Me limité a balbucear un gruñido a modo de respuesta.

– ¡Vaya, veo que no lo sabe, y me parece perfecto! Semper occultus! -rió entre dientes-. ¡Me las arreglo para mantenerlo en suspenso! ¡En fin! De todos modos, la cuestión carece de importancia. Es extraño que haya venido aquí por propia iniciativa, teniente. Yo mismo traté de verle después de esa historia en la ciudad, la otra noche. Pero su coronel lo vetó. Espero que no sepa que está aquí.

Me contenté con negar con la cabeza. Gibbet no pareció sorprendido.

– Es mejor así… ¿Y bien? Explíqueme un poco su versión de esta infernal masacre de policías en el Harnett la otra noche…

Le hice un informe tan preciso como pude de la escena tal como yo la había vivido, antes de plantear la pregunta que me quemaba en los labios:

– Todas las armas utilizadas esa noche presentaron defectos de funcionamiento. Comprendida la mía. Los armeros redactaron un informe sobre las Sten. Me gustaría conocer las conclusiones a que llegaron.

Zacharias Gibbet hinchó sus mejillas de aire y las mantuvo así durante un buen rato, como las de un hámster. Por cómica que fuera, la mímica reflejaba una turbación real.
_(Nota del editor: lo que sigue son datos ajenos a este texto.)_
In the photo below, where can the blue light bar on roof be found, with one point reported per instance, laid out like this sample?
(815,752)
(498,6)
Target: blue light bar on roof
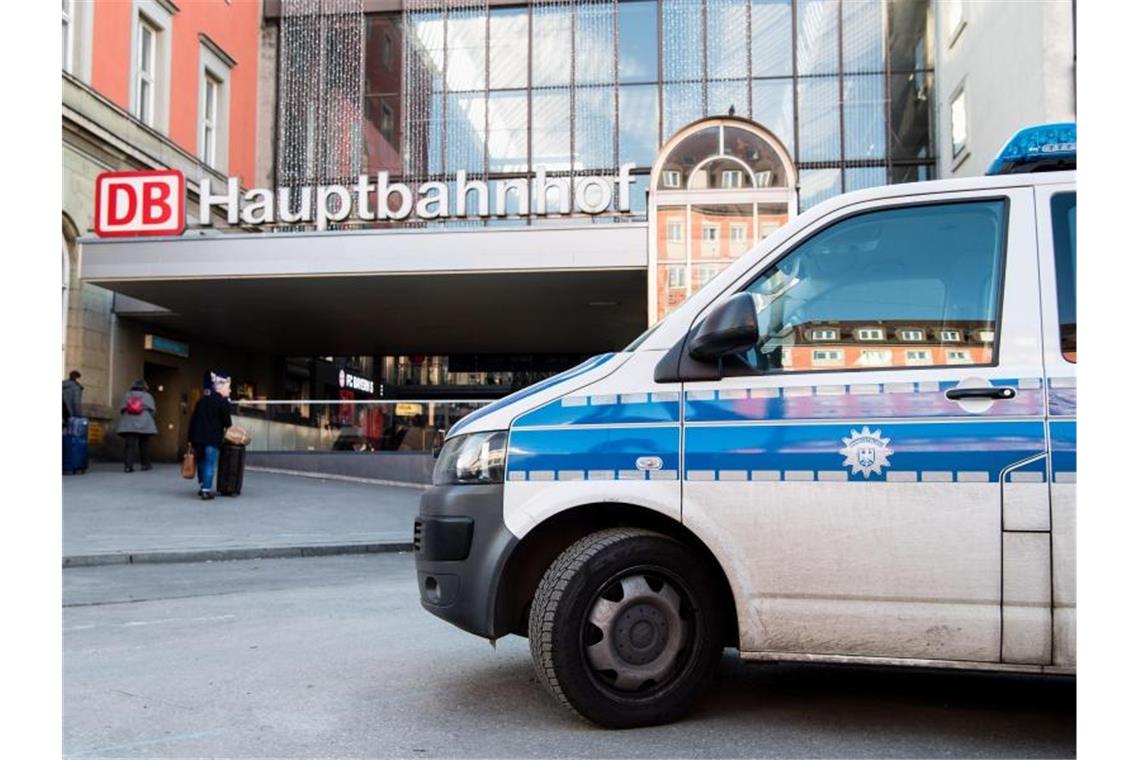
(1041,148)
– El informe de la armería… Sí… Bien… Puedo darle una copia si realmente le interesa. Pero será mejor que le prevenga que no sacará gran cosa de ahí. En resumen, las armas utilizadas por el equipo de ese gran buey de Norrington estaban en buen estado. Ni sombra de duda al respecto.

En buen estado. ¡Igual que mi Webley! Lo que significaba que Hardens tal vez había cometido una imprudencia enviando a un equipo de brutos a detener a una víbora como Keller, pero que lo había hecho asegurándoles al menos los medios para una buena defensa. ¡De lo que podía deducirse que la aserción de Netaji según la cual el arresto de la austríaca había sido una simple puesta en escena destinada a sembrar la confusión no se sostenía!

– Lo mismo ocurrirá con las municiones, supongo.

– Lo mismo. Todos los cartuchos de los cargadores fueron examinados con el mayor esmero y percutidos uno tras otro. Ninguno presentaba defectos. Técnicamente, nadie se explica lo que pasó en el Harnett. Habrá que resignarse a clasificarlo en la categoría de los misterios. Aunque esto me disguste.

Las palabras de Gibbet cambiaban radicalmente el estado de la cuestión. Durante unas horas estuve cerca de admitir la teoría del complot proclamada por Netaji, pero ahora ya era imposible aceptar algo así, porque si las armas estaban en buen estado de funcionamiento, eso exculpaba a Hardens. De todos modos, para mayor seguridad, dejé caer el nombre de Donovan Phibes ante Gibbet, sin que esto provocara ninguna reacción.